Neither a hip bopper, nor a cool West Coaster, Desmond often seems to fall between the cracks of American jazz history. Best known for his long association with pianist Dave Brubeck, who’s hit "Take Five" features Desmond’s dry alto sax, he carved a niche for himself with a unique sound and style. In an era of hard driving players like Sonny Rollins and John Coltrane, Desmond was sometimes dismissed as playing too "pretty." But what people missed, was that behind his "pretty" sound was a great gift for lyricism. Desmond played sax like many of the great vocalists sang. There was a sense of ease about him and a knack for working around the melody.

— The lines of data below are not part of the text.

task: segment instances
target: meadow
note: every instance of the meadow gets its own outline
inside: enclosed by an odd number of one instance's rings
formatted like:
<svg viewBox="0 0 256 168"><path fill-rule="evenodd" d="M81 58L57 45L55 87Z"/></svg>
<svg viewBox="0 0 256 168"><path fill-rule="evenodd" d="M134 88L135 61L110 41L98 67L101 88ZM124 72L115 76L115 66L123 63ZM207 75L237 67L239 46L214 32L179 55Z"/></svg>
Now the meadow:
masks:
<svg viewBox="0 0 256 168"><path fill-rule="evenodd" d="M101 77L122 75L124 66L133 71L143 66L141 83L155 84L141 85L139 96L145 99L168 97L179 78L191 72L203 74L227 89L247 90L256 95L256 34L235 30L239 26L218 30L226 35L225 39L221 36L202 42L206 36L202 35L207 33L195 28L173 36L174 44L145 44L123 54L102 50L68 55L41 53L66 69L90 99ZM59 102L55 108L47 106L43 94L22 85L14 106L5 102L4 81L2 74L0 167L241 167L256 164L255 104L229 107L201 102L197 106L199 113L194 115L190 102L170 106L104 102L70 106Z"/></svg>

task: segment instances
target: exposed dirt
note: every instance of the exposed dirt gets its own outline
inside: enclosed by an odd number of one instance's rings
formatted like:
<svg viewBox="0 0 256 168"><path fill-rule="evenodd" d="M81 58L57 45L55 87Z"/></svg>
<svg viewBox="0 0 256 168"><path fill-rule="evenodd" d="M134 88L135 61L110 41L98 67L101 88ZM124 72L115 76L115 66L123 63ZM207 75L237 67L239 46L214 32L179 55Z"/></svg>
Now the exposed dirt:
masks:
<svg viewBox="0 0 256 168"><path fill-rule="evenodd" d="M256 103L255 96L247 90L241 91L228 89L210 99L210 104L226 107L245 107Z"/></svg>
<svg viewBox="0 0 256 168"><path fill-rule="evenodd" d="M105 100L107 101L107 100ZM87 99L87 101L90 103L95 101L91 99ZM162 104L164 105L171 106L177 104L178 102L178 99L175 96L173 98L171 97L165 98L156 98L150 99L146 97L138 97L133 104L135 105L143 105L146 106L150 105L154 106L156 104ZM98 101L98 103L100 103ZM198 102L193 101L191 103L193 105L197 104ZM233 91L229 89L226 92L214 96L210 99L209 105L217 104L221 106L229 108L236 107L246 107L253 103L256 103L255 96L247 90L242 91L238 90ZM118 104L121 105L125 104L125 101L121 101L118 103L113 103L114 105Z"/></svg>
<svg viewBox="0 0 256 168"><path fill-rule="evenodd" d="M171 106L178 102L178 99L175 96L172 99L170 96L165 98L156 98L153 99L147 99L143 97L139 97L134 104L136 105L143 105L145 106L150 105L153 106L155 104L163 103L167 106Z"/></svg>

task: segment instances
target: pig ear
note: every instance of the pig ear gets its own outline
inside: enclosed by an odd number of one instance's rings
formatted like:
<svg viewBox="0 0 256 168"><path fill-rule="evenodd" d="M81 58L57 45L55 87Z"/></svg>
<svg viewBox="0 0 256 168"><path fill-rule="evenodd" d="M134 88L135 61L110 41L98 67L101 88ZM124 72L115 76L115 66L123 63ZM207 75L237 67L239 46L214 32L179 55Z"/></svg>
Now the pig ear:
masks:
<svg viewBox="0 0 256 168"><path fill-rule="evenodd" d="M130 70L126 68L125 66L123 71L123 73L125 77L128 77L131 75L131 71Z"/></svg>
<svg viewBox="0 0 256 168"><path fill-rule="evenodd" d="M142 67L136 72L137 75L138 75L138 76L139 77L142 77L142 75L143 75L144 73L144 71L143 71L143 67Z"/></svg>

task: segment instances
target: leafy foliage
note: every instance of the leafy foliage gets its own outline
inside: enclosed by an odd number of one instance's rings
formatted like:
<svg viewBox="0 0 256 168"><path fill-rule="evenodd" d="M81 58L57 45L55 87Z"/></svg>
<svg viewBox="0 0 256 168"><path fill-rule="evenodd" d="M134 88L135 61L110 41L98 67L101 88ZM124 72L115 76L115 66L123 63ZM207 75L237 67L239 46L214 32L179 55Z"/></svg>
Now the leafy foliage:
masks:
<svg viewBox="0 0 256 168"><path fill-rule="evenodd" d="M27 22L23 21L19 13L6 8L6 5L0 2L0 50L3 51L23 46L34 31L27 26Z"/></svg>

Jensen brings this same sort of styling to the music here. His playing is sure footed, yet carries a sense of ease that flows through each tune. It’s uncanny how much he sounds like Desmond at times, yet there is no sense of mimicry here. He is his own player here, and he has surrounded himself with talented musicians. Guitarist Jamie Findlay makes a good foil for Jensen. His solos are lyrical and show a mature knowledge of this style of guitar. Too many guitarists today are out of the fusion mold and see solos as an excuse for technical displays. Findlay paces himself, making every note count, letting the music unwind naturally. Bassist Zac Matthews and drummer Dean Koba offer excellent support. Their playing is tight, yet not obtrusive. Koba deserves kudos for his drum solo on "Take Five" which harks back to the spirit of Brubeck’s master drummer, Joe Morello.
If this is the sound of a dry martini, then make mine a double. Highly recommended.